Avenida Brasil is an expressway-like thoroughfare in Rio de Janeiro. Its emergence is associated with the expansion of the city to residential areas further away from its central region during the first half of the 20th century. It started to serve as a gateway by road, hitherto hitched by sea or by the path taken by trains. The avenue that was linked to Petrópolis in 1941 became the first federal highway (BR-01) in 1948.

At 58.5 km, it is the biggest avenue in extension in Brazil, as well as the largest urban track of BR-101. Av. Brasil was first proposed in 1939 and was inaugurated 7 years later, and currently goes through 26 neighbourhoods of Rio de Janeiro.
Only one stretch, of 2.3 kilometers, is exclusively named "Avenida Brasil", which is between Avenida João XXIII, in Santa Cruz, and the access to the BR-101 highway, in the same neighborhood.
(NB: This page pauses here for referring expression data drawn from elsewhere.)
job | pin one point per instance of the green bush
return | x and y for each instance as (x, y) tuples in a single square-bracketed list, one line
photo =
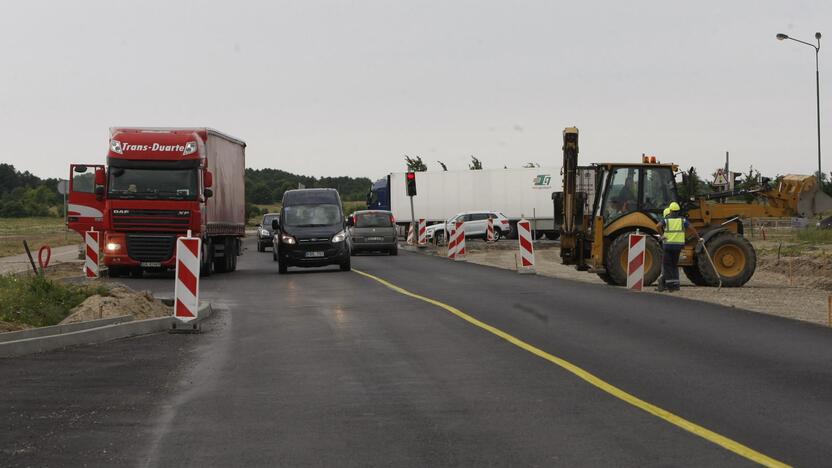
[(39, 302)]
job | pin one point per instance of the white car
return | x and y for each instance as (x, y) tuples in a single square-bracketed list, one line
[(475, 224)]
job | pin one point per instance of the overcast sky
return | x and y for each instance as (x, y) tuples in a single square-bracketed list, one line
[(329, 88)]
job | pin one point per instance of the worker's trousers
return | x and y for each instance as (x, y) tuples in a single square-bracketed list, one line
[(670, 265)]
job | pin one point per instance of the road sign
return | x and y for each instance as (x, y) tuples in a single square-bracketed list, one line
[(63, 187)]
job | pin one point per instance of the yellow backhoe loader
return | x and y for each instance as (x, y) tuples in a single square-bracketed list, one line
[(604, 202)]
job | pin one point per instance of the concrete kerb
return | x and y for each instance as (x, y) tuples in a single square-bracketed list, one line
[(99, 334)]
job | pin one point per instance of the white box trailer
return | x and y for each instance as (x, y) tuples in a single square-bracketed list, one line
[(517, 193)]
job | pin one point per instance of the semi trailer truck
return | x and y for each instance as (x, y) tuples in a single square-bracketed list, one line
[(517, 193), (158, 184)]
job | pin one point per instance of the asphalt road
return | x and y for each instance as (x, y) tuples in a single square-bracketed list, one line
[(322, 367)]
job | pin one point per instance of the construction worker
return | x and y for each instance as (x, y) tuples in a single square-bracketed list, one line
[(672, 228)]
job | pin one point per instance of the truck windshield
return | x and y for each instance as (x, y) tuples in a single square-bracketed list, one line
[(312, 215), (147, 184)]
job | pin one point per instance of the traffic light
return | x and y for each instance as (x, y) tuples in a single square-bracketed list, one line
[(411, 184)]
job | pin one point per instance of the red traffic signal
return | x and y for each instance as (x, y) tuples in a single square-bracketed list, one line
[(411, 184)]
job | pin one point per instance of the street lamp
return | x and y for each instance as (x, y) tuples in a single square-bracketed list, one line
[(781, 37)]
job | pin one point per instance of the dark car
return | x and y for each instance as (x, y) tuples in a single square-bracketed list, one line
[(311, 230), (265, 232), (373, 231)]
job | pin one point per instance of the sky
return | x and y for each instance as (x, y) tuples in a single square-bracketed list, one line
[(330, 88)]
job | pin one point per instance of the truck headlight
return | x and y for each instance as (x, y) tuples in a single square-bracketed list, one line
[(115, 147), (190, 148)]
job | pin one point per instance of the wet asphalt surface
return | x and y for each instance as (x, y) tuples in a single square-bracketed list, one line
[(327, 368)]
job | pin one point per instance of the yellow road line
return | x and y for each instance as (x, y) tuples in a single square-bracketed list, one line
[(596, 381)]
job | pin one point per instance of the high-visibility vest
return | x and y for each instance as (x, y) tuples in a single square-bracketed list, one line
[(674, 231)]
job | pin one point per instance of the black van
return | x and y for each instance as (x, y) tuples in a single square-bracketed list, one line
[(311, 230)]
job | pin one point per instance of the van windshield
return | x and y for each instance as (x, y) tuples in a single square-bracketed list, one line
[(373, 220), (312, 215)]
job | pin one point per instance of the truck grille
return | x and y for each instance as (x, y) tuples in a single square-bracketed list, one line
[(148, 248), (151, 220)]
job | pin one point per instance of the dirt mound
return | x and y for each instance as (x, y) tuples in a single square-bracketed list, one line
[(120, 301), (806, 271)]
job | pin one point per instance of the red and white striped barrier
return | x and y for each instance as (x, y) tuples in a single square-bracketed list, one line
[(524, 237), (635, 261), (91, 238), (411, 234), (186, 290), (459, 230), (423, 233)]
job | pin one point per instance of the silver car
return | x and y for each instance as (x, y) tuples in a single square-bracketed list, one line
[(373, 231)]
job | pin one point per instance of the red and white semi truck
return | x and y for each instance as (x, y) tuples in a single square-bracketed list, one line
[(158, 184)]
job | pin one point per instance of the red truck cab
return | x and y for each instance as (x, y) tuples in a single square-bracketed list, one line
[(159, 184)]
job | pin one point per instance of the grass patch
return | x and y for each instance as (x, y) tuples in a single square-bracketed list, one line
[(815, 236), (36, 231), (39, 302)]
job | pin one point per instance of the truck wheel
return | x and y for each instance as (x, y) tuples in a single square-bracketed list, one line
[(616, 260), (695, 276), (734, 258), (114, 272)]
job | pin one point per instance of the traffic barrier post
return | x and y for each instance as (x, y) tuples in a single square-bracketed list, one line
[(460, 242), (186, 289), (635, 261), (91, 238), (524, 238), (451, 242), (411, 234)]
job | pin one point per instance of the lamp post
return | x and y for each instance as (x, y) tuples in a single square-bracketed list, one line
[(781, 37)]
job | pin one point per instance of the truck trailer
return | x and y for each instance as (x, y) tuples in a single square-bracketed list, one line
[(517, 193), (157, 185)]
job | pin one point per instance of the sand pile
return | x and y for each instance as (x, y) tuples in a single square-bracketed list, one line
[(120, 301)]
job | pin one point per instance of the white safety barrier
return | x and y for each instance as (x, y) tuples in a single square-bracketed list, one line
[(635, 261), (91, 238), (460, 241), (524, 237), (451, 235), (186, 290)]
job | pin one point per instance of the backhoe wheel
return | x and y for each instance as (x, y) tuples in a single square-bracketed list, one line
[(734, 258), (695, 276), (617, 260)]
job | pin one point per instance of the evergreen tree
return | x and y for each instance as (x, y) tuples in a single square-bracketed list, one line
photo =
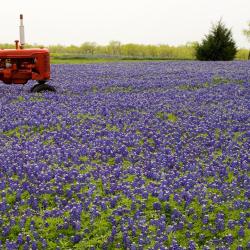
[(218, 45)]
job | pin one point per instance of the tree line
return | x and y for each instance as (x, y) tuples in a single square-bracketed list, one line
[(217, 45)]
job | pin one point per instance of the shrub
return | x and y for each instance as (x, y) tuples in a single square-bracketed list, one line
[(218, 45)]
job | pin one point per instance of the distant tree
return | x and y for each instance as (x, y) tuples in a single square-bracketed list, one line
[(114, 48), (218, 45), (246, 32)]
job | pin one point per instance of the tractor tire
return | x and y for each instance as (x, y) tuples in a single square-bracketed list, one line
[(41, 87)]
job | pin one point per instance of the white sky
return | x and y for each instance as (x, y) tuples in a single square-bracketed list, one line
[(172, 22)]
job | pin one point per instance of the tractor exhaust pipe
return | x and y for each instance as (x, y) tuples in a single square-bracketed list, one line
[(21, 30)]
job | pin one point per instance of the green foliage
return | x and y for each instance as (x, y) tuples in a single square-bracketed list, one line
[(246, 32), (218, 45), (90, 52)]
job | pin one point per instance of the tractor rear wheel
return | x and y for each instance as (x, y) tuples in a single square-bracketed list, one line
[(41, 87)]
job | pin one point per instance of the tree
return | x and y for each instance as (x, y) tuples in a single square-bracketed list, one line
[(218, 45), (246, 32)]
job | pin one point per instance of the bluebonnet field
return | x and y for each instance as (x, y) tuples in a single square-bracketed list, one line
[(151, 155)]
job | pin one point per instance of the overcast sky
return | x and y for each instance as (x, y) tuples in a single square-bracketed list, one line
[(172, 22)]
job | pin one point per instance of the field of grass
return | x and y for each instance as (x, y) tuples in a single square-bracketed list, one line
[(152, 155)]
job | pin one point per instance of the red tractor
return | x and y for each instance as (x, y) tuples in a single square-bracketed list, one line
[(20, 65)]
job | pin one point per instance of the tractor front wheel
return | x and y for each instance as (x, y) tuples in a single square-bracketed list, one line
[(41, 87)]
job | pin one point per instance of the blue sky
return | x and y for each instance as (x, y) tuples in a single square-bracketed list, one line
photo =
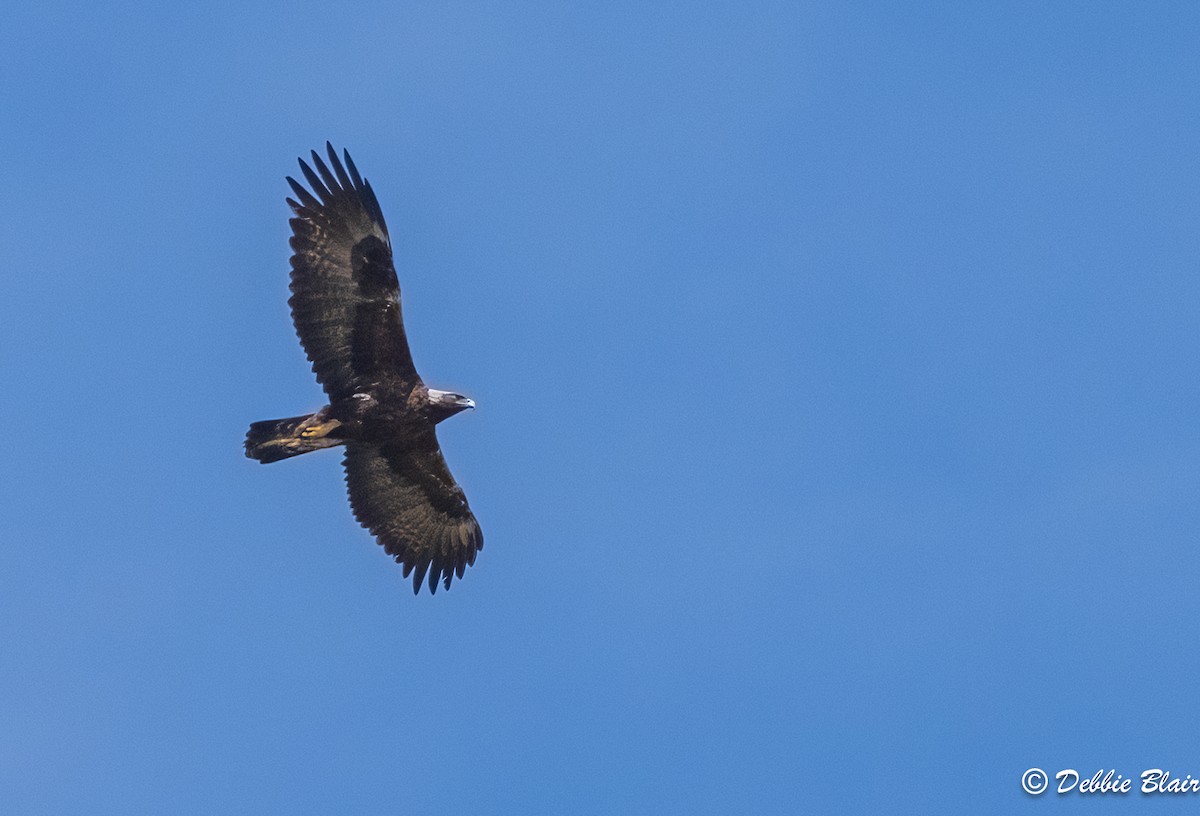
[(837, 445)]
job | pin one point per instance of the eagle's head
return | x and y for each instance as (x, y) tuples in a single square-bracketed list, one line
[(444, 405)]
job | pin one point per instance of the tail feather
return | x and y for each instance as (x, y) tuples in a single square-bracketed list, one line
[(275, 439)]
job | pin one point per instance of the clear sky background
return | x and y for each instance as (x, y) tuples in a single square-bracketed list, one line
[(837, 445)]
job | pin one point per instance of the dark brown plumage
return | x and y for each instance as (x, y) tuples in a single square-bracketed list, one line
[(346, 309)]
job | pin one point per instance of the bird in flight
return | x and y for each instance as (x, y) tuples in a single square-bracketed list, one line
[(346, 309)]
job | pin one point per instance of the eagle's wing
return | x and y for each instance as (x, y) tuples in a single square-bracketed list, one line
[(346, 298), (405, 495)]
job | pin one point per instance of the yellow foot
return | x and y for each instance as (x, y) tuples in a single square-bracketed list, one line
[(322, 430)]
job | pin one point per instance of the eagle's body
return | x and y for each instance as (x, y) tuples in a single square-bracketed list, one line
[(346, 309)]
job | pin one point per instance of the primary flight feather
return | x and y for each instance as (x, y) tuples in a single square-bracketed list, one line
[(346, 309)]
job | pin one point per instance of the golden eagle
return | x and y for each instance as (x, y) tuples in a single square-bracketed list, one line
[(346, 309)]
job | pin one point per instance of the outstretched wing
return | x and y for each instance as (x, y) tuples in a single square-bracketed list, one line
[(406, 496), (345, 294)]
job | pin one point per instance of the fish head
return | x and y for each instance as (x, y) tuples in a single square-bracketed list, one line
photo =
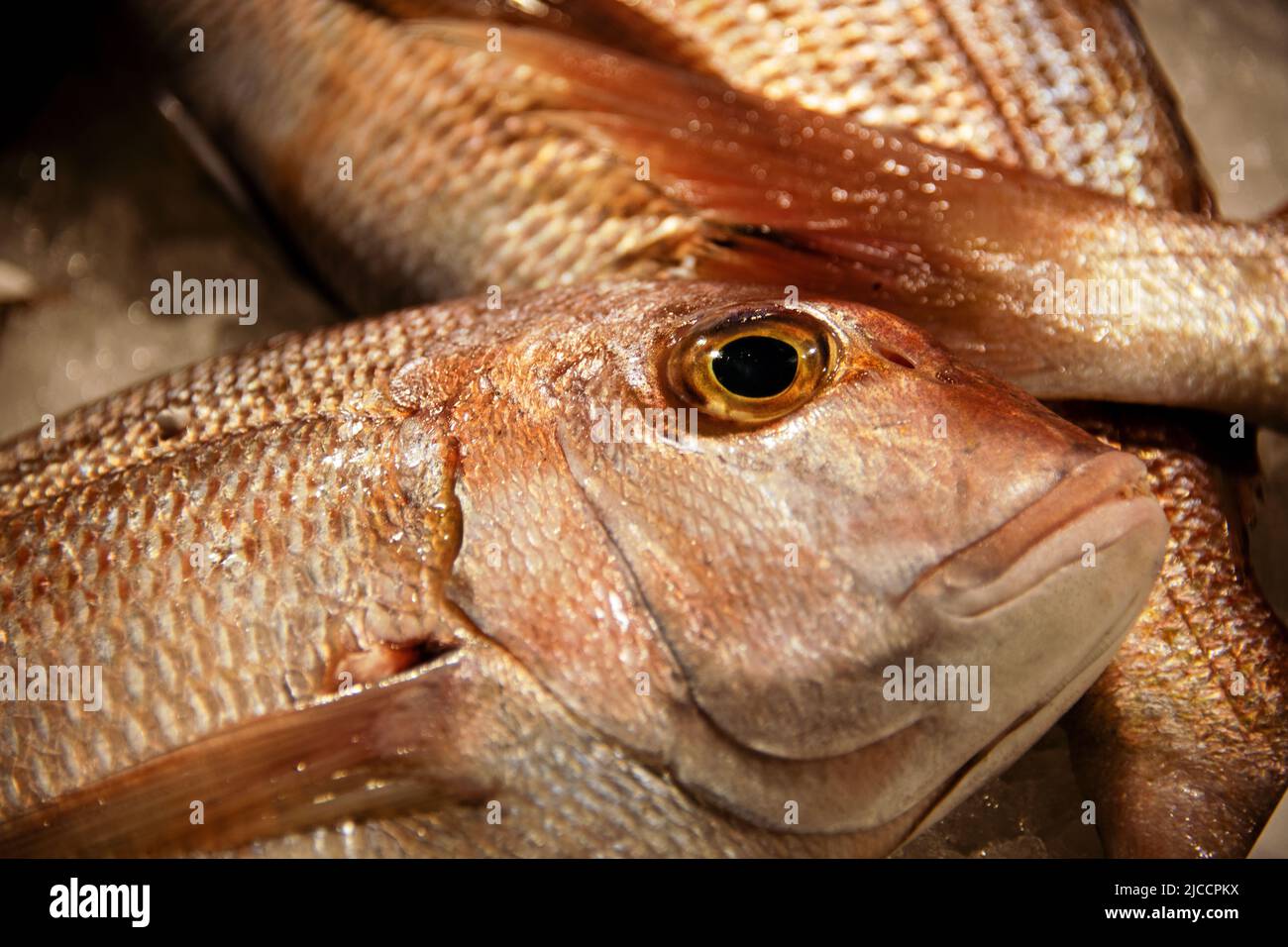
[(815, 502)]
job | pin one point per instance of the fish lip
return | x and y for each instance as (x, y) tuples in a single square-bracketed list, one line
[(1100, 501), (1024, 729)]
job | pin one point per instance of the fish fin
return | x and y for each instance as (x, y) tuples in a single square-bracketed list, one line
[(606, 22), (800, 183), (381, 750)]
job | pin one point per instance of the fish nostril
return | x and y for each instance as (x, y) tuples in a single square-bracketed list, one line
[(893, 356)]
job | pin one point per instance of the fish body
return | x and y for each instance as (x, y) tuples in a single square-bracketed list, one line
[(389, 574), (1184, 740), (546, 167)]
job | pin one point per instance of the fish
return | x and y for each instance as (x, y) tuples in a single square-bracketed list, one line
[(395, 586), (1183, 742), (1013, 82), (420, 157)]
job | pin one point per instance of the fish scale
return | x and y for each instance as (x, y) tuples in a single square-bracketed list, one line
[(462, 549), (1136, 137), (133, 602)]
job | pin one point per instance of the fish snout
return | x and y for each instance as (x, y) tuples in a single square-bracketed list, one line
[(1041, 603)]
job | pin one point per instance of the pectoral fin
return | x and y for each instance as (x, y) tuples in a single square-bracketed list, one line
[(387, 749)]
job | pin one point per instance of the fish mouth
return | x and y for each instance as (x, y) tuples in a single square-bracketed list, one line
[(1044, 599), (1099, 505)]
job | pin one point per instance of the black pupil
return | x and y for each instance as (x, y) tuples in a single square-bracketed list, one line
[(755, 367)]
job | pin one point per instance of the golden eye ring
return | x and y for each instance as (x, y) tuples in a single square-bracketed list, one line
[(751, 365)]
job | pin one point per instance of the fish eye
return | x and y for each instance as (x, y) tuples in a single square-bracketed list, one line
[(751, 364)]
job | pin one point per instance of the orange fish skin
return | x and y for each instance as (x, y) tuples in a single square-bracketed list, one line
[(228, 543), (1183, 744), (982, 82), (550, 169)]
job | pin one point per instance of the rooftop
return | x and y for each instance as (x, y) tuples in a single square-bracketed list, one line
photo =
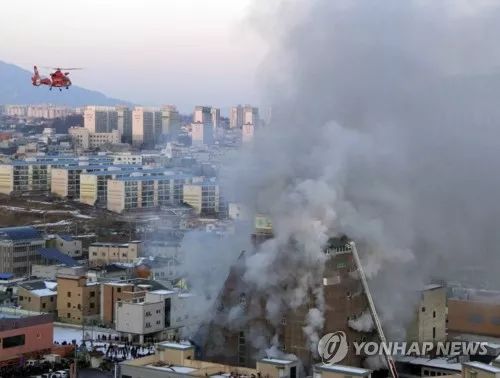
[(343, 369), (53, 254), (20, 233), (481, 366)]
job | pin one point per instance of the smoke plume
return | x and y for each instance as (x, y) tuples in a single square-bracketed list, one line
[(385, 127)]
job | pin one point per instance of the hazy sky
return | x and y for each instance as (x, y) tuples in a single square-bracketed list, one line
[(184, 52)]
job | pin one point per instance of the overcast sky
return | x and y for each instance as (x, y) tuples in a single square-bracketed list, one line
[(184, 52)]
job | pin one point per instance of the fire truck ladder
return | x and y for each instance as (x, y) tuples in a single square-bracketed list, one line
[(388, 358)]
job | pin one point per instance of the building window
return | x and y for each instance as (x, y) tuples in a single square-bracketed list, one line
[(13, 341)]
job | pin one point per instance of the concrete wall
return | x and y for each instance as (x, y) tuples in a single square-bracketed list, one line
[(474, 317)]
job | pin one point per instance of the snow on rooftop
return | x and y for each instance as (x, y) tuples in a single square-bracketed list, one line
[(344, 369), (173, 368), (276, 361), (175, 345), (162, 292), (485, 367), (432, 286), (50, 285), (43, 292)]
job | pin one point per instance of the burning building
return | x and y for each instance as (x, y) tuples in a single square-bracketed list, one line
[(240, 332)]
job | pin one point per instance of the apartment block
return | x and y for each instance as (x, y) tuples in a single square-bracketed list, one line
[(146, 192), (65, 182), (37, 296), (146, 126), (100, 119), (85, 139), (78, 299), (139, 319), (34, 174), (177, 360), (18, 249), (429, 323), (94, 185), (105, 253), (171, 121), (114, 292), (474, 312), (203, 197), (124, 123)]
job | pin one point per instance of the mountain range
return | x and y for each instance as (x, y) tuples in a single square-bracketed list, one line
[(16, 88)]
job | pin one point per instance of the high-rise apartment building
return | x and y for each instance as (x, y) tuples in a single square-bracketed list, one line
[(215, 112), (146, 126), (236, 117), (171, 121), (124, 123), (250, 115), (100, 119), (19, 249)]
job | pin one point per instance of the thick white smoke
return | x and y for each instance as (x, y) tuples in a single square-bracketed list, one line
[(385, 127), (364, 323)]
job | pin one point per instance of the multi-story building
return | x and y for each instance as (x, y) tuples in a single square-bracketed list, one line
[(78, 299), (37, 111), (475, 312), (25, 337), (171, 121), (34, 174), (18, 249), (65, 181), (67, 244), (143, 192), (94, 186), (215, 112), (429, 323), (113, 292), (85, 139), (203, 197), (247, 132), (127, 158), (100, 119), (105, 253), (236, 117), (177, 360), (38, 296), (250, 115), (344, 299), (140, 319), (146, 126), (124, 123), (202, 133)]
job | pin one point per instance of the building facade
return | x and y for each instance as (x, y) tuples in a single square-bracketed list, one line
[(106, 253), (100, 119), (18, 249), (78, 299)]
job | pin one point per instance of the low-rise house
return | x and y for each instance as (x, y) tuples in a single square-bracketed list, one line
[(37, 296)]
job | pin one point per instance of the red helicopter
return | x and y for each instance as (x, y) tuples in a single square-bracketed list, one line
[(57, 79)]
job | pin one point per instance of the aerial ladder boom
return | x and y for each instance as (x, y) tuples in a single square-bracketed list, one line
[(388, 358)]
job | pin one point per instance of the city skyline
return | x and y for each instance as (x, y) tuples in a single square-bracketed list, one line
[(186, 57)]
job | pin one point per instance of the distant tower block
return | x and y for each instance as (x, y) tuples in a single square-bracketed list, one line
[(247, 133)]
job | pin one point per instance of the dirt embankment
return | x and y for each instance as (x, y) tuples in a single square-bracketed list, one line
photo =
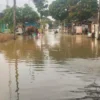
[(6, 37)]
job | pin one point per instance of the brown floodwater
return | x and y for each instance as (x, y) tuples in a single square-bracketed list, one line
[(51, 67)]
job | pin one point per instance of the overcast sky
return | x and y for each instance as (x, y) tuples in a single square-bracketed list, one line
[(19, 3)]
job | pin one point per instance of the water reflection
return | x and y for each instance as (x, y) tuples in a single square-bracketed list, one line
[(59, 65), (92, 92)]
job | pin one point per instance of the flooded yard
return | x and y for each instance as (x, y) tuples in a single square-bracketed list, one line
[(52, 67)]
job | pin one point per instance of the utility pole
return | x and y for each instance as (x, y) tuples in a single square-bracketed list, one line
[(7, 1), (98, 18), (14, 18)]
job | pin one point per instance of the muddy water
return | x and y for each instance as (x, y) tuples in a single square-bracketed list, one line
[(52, 67)]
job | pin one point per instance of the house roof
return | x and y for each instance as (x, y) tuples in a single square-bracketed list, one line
[(93, 19)]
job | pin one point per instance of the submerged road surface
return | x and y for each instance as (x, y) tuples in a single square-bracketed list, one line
[(51, 67)]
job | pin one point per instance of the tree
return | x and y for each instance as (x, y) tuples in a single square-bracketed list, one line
[(23, 14), (83, 10), (41, 6), (72, 10), (58, 10)]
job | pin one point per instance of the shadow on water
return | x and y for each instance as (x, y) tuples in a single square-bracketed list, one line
[(56, 55), (92, 92)]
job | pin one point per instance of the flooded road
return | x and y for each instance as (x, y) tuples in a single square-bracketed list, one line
[(52, 67)]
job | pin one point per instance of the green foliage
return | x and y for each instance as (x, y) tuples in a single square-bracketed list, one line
[(41, 6), (58, 10), (23, 14), (77, 10)]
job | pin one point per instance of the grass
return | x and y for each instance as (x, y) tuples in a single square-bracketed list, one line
[(6, 37)]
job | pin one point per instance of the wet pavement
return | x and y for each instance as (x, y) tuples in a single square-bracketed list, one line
[(51, 67)]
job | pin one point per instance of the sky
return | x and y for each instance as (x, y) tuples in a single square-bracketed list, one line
[(19, 3)]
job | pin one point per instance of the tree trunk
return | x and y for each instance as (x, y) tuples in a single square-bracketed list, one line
[(14, 18)]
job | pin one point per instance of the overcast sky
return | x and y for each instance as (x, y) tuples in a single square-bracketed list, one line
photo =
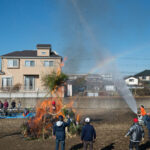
[(79, 28)]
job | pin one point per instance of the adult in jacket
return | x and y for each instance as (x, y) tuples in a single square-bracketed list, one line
[(88, 135), (136, 133), (59, 132), (147, 118)]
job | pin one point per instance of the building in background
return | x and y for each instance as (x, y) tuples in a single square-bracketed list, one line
[(131, 81)]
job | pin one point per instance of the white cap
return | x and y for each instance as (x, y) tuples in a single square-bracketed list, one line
[(87, 119)]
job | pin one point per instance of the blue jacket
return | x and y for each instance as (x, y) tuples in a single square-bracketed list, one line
[(88, 133), (59, 129)]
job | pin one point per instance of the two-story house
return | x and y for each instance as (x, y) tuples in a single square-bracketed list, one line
[(131, 81), (26, 68)]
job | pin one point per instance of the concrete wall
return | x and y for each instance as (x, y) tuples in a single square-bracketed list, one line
[(106, 102)]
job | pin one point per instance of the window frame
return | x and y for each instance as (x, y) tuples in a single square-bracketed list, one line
[(30, 62), (7, 86), (11, 64), (49, 63)]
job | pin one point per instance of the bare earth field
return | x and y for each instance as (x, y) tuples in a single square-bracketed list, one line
[(110, 125)]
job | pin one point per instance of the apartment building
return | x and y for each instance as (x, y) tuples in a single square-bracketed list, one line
[(23, 70)]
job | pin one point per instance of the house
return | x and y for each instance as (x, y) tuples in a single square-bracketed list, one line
[(24, 70), (131, 81)]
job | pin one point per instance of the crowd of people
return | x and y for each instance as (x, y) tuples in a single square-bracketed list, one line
[(136, 131), (88, 133)]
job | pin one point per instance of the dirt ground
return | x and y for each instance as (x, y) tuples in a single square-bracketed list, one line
[(110, 125)]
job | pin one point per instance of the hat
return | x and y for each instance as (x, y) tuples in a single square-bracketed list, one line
[(135, 120), (53, 102), (87, 119)]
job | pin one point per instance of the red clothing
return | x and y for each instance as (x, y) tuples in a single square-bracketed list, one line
[(143, 112)]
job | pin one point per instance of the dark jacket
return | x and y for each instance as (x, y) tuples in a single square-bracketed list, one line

It is the longest avenue in extension in Brazil and the longest urban stretch of the BR-101, connecting the BR-101 north (Ponte Rio-Niterói and Rodovia Rio-Vitória/Niterói-Manilha) to the BR-101 south (Rodovia Rio-Santos). Its speed limit is up to 90 kilometers per hour; however, the average speed on the expressway significantly decreases because of traffic jams

In addition to BR-101, Avenida Brasil is also part of the BR-040, BR-116 and BR-465 routes, totaling all federal highways that pass through the city of Rio de Janeiro.

The City Hall of Rio de Janeiro measures Avenida Brasil as being responsible for the largest traffic flow in the city, with more than 800 thousand vehicles per day, attributed to the geographic influence of the road - caused by the phenomenon of pendular migration, that is, the daily movement of vehicles. workers from Baixada Fluminense and from North Zone and West Zone to the Center of the city.